Hal itu dikatakan oleh General Manager HR-GA Pura Group, Agung Subani. Agung begitu pria tersebut disapa menuturkan, bahwa sejak 2014 PT Pura sudah mempunyai pompa polder untuk menyedot banjir. Dua mesin pompa polder itu selalu dioperasikan ketika di Kecamatan Jati, Kudus terjadi banjir.
“Untuk banjir kali ini, pompa polder kami operasikan sejak Jumat (30/12/2022) hingga hari ini. Dua mesin kami operasikan selama 24 jam secara bergantian dan hingga saat ini bisa dilihat sendiri pompa dalam keadaan menyala,” ujar Agung kepada awak media, Kamis (5/1/2023).

Baca juga: PT Pura Akan Cukupi Kebutuhan Pangan Korban Banjir di Kudus
Agung mengungkapkan, dua pompa polder milik PT Pura itu berkapasitas masing-masing yang mampu menyedot air 5.000 kubik setiap menitnya. Diakuinya pompa tersebut tidak bisa jadi solusi banjir secara 100 persen.
“Namun paling tidak, dengan adanya pompa itu bisa mengurangi luapan banjir yang nanti arahnya ke Desa Jati Wetan maupun yang ke Desa Jati Kulon. Parameternya, untuk area yang ada di jalur jalan desa depan ipal, genangan airnya dari hari ke hari itu relatif berkurang,” bebernya.
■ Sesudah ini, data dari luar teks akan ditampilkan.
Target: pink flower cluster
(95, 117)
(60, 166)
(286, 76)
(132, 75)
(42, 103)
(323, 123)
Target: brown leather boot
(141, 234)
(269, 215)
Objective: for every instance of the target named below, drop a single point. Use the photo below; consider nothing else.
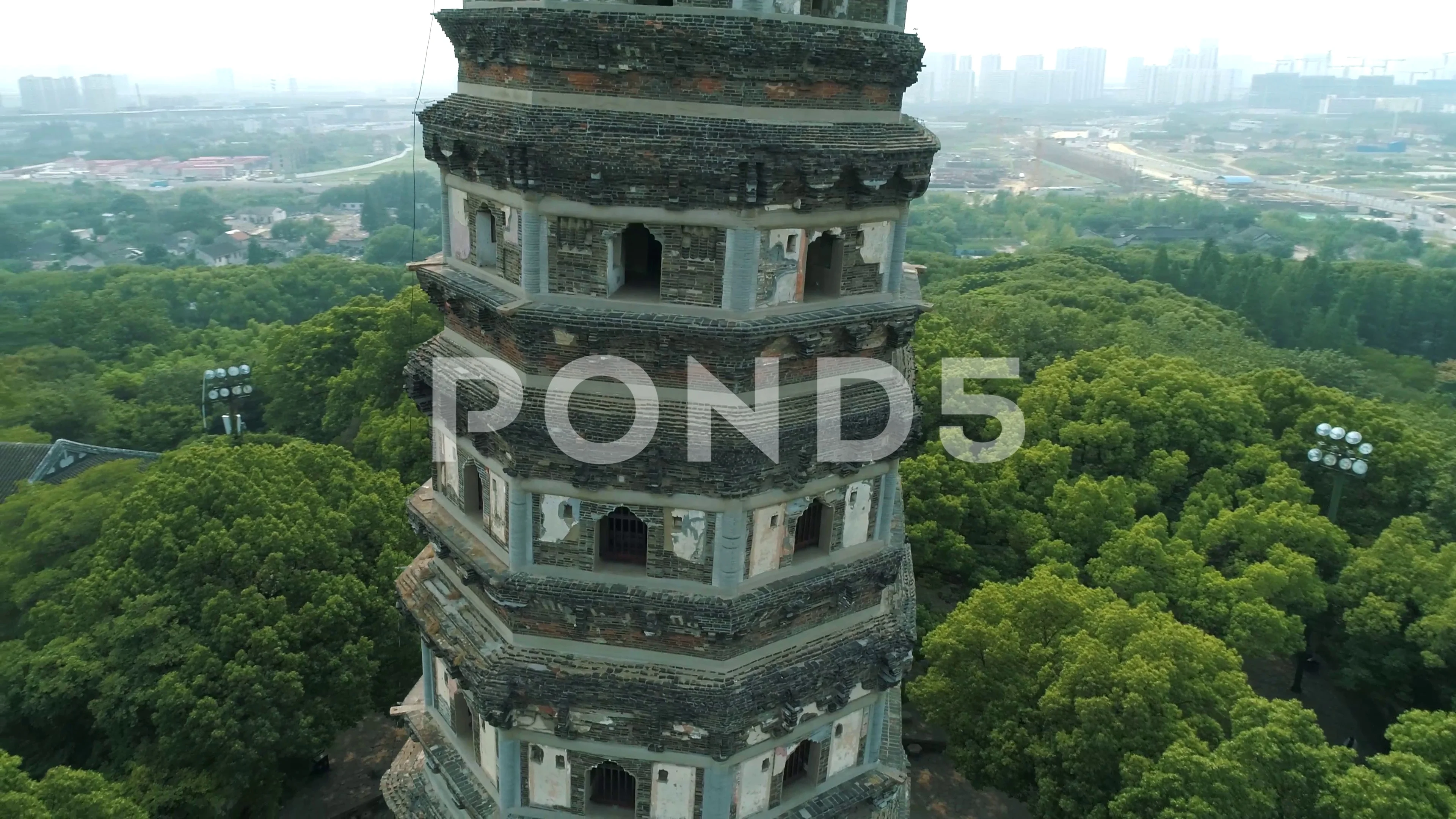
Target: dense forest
(37, 221)
(182, 639)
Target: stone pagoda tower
(666, 637)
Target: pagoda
(704, 186)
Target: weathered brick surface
(610, 610)
(660, 659)
(615, 158)
(685, 57)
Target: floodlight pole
(1334, 496)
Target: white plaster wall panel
(857, 513)
(560, 516)
(673, 792)
(447, 454)
(549, 777)
(442, 687)
(490, 753)
(844, 742)
(500, 500)
(459, 228)
(689, 534)
(879, 237)
(768, 538)
(755, 780)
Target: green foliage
(328, 371)
(1398, 598)
(1049, 689)
(400, 245)
(63, 793)
(50, 534)
(237, 614)
(116, 356)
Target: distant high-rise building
(1208, 56)
(100, 93)
(998, 86)
(46, 95)
(1135, 72)
(1088, 67)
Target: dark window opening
(809, 532)
(797, 767)
(474, 490)
(613, 786)
(641, 263)
(461, 717)
(823, 267)
(485, 240)
(622, 538)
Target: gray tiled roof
(56, 463)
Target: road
(351, 168)
(1421, 213)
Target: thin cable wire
(414, 176)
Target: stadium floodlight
(1346, 452)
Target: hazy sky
(376, 43)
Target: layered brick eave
(678, 162)
(667, 620)
(759, 62)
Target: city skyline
(383, 44)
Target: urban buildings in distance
(948, 79)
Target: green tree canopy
(237, 615)
(1049, 689)
(62, 793)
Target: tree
(63, 793)
(392, 245)
(1398, 637)
(50, 535)
(237, 615)
(1049, 690)
(373, 216)
(1274, 764)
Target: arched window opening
(823, 267)
(474, 494)
(811, 528)
(485, 241)
(612, 786)
(643, 263)
(797, 766)
(622, 538)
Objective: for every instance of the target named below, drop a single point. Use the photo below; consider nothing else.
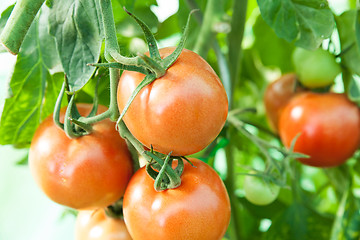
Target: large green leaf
(307, 22)
(33, 88)
(77, 27)
(346, 26)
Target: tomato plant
(182, 112)
(259, 192)
(202, 90)
(198, 209)
(328, 126)
(88, 172)
(92, 225)
(315, 68)
(277, 95)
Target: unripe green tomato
(315, 68)
(259, 192)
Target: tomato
(328, 124)
(91, 171)
(315, 68)
(182, 112)
(259, 192)
(277, 95)
(198, 209)
(96, 225)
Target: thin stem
(235, 38)
(235, 222)
(19, 23)
(111, 43)
(202, 44)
Dia mengatakan, pompa polder milik PT Pura area pembuangannya berada di atas permukaan air sungai. Sehingga operasi pompa tak terpengaruh oleh debit air sungai yang tinggi.
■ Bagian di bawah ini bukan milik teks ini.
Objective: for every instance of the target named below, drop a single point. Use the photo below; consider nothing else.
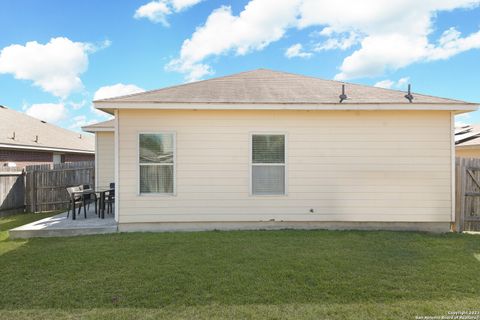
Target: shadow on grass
(152, 270)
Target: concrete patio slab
(61, 226)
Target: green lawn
(244, 275)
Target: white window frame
(251, 164)
(161, 194)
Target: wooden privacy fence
(12, 191)
(467, 187)
(46, 184)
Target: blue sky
(57, 55)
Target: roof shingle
(27, 128)
(264, 86)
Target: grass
(244, 275)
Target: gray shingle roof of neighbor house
(467, 136)
(20, 131)
(264, 86)
(108, 125)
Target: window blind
(268, 164)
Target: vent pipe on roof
(409, 96)
(343, 96)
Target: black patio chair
(77, 200)
(87, 199)
(110, 198)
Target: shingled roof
(20, 131)
(108, 125)
(264, 86)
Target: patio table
(98, 190)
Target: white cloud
(341, 42)
(157, 11)
(116, 90)
(81, 121)
(49, 112)
(112, 91)
(297, 51)
(77, 105)
(390, 34)
(389, 84)
(55, 66)
(386, 84)
(259, 24)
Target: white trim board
(106, 106)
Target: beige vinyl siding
(468, 152)
(105, 158)
(344, 165)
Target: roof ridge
(364, 93)
(178, 85)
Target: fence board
(12, 191)
(47, 184)
(467, 182)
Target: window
(268, 164)
(157, 163)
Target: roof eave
(109, 106)
(24, 147)
(97, 129)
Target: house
(467, 142)
(268, 149)
(25, 140)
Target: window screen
(157, 162)
(268, 164)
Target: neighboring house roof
(20, 131)
(467, 136)
(108, 125)
(267, 87)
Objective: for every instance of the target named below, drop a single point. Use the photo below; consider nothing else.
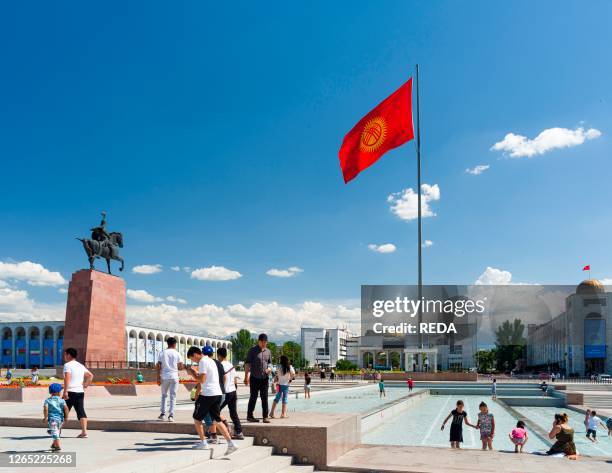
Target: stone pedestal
(95, 317)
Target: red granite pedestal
(95, 317)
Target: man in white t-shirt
(208, 396)
(231, 395)
(169, 362)
(76, 379)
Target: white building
(27, 344)
(324, 347)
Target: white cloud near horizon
(477, 170)
(384, 248)
(32, 273)
(277, 320)
(215, 273)
(147, 269)
(284, 273)
(519, 146)
(140, 295)
(404, 204)
(494, 277)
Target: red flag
(386, 127)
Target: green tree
(509, 344)
(293, 351)
(273, 347)
(485, 360)
(241, 343)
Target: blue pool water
(420, 425)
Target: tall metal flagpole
(420, 231)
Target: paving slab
(390, 459)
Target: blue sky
(210, 136)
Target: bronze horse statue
(107, 249)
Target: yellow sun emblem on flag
(373, 134)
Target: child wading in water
(55, 411)
(519, 436)
(459, 416)
(486, 424)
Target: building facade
(576, 341)
(28, 344)
(324, 347)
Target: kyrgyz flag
(386, 127)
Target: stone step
(273, 464)
(298, 469)
(243, 457)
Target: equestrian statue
(103, 245)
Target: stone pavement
(127, 452)
(391, 459)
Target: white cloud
(147, 269)
(479, 169)
(284, 273)
(494, 277)
(518, 146)
(32, 273)
(404, 204)
(140, 295)
(279, 321)
(215, 273)
(385, 248)
(176, 299)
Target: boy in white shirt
(169, 363)
(208, 400)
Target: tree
(485, 360)
(241, 343)
(293, 351)
(509, 344)
(345, 365)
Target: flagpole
(420, 231)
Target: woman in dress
(564, 434)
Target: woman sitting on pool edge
(564, 434)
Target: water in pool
(420, 425)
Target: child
(519, 436)
(381, 387)
(307, 381)
(486, 424)
(459, 416)
(55, 411)
(592, 426)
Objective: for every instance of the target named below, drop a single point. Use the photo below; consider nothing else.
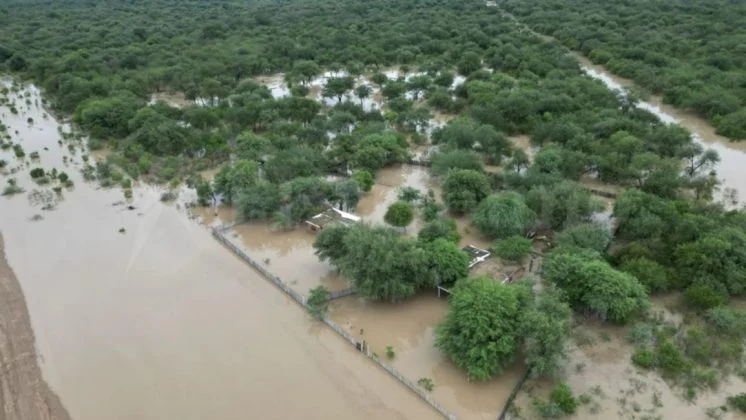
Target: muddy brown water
(601, 369)
(161, 322)
(732, 163)
(408, 327)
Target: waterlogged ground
(139, 313)
(408, 327)
(599, 367)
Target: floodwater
(408, 327)
(372, 207)
(160, 321)
(602, 370)
(732, 166)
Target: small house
(330, 217)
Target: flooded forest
(336, 209)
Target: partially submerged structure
(331, 217)
(476, 255)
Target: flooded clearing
(599, 367)
(122, 299)
(372, 207)
(408, 327)
(730, 169)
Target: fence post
(360, 346)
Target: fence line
(513, 394)
(340, 294)
(219, 234)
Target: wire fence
(219, 234)
(340, 294)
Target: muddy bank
(24, 395)
(409, 328)
(140, 314)
(599, 367)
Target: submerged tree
(399, 214)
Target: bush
(738, 402)
(641, 334)
(444, 228)
(426, 383)
(513, 248)
(703, 297)
(728, 321)
(37, 173)
(589, 235)
(670, 359)
(644, 358)
(390, 353)
(168, 196)
(565, 400)
(318, 301)
(651, 274)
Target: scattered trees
(464, 189)
(503, 215)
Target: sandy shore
(24, 395)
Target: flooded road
(160, 321)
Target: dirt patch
(24, 395)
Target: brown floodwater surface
(408, 327)
(161, 322)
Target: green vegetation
(503, 215)
(399, 214)
(426, 383)
(318, 301)
(383, 265)
(103, 63)
(390, 353)
(485, 325)
(696, 354)
(738, 402)
(669, 48)
(513, 248)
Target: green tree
(513, 248)
(546, 328)
(503, 215)
(480, 331)
(347, 194)
(588, 235)
(464, 189)
(364, 179)
(337, 87)
(330, 244)
(441, 228)
(382, 265)
(442, 163)
(305, 70)
(363, 92)
(594, 286)
(565, 400)
(564, 204)
(234, 178)
(399, 214)
(259, 201)
(447, 261)
(651, 274)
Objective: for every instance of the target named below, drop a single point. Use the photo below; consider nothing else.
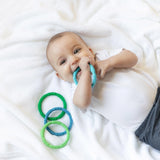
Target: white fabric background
(25, 75)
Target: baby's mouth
(79, 74)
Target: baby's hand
(84, 64)
(102, 67)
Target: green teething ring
(55, 146)
(52, 94)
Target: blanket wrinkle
(25, 75)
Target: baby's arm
(125, 59)
(83, 92)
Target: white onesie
(124, 96)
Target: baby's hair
(59, 35)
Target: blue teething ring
(94, 78)
(64, 110)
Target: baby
(122, 94)
(67, 51)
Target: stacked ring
(51, 94)
(94, 78)
(54, 109)
(46, 124)
(50, 145)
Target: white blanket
(25, 75)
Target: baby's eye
(77, 50)
(62, 62)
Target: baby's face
(65, 53)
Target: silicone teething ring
(50, 145)
(52, 94)
(62, 109)
(94, 78)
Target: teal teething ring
(94, 78)
(49, 144)
(52, 94)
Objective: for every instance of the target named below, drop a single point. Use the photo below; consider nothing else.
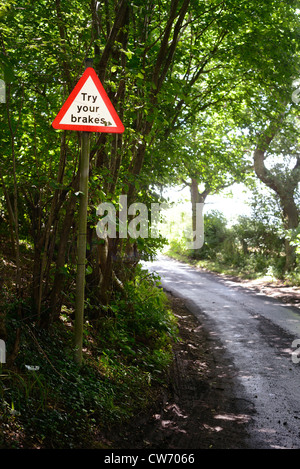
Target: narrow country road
(257, 333)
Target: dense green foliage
(198, 85)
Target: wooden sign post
(87, 109)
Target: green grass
(126, 356)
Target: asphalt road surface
(258, 335)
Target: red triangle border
(89, 72)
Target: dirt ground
(198, 409)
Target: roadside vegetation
(204, 91)
(252, 247)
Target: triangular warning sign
(88, 108)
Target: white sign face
(88, 108)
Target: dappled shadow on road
(199, 410)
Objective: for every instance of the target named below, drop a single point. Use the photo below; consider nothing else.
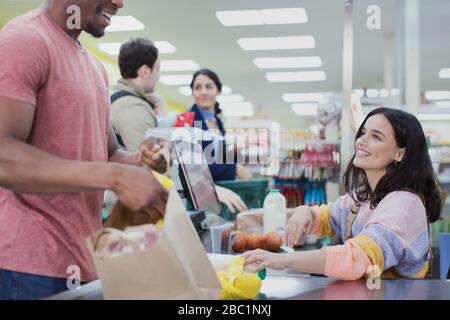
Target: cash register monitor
(196, 178)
“Meski debit air sungai tinggi, pompa polder milik PT Pura tetap bisa beroperasi menyedot banjir. Sebab area pipanya berada di atas permukaan sungai,”. Jelasnya.
Agung mengungkapkan, di tahun ini PT Pura akan membeli pompa polder dengan kapasitas yang lebih besar, dengan kapasitas 20 ribu kubik per menit. Dengan adanya mesin pompa baru itu, nanti PT Pura akan punya dua Polder pompa penyedot banjir.
Baca juga: Tikus Jadi Penyebab Penanganan Banjir di Kudus Tak Maksimal
Nantinya, pompa polder dengan kapasitas yang lebih besar dibangun taruh di gudang PT Pura samping SPBU Tanggulangin. Sementara polder pompa yang lama akan ditaruh di wilayah Desa Jati Kulon.
“Nilai investasi untuk mesin pompa baru itu kurang lebih Rp 1,2 miliar. Semoga saja dengan adanya pompa polder yang lebih besar, bisa makin membantu penanggulangan bencana banjir di Kudus,” imbuhnya.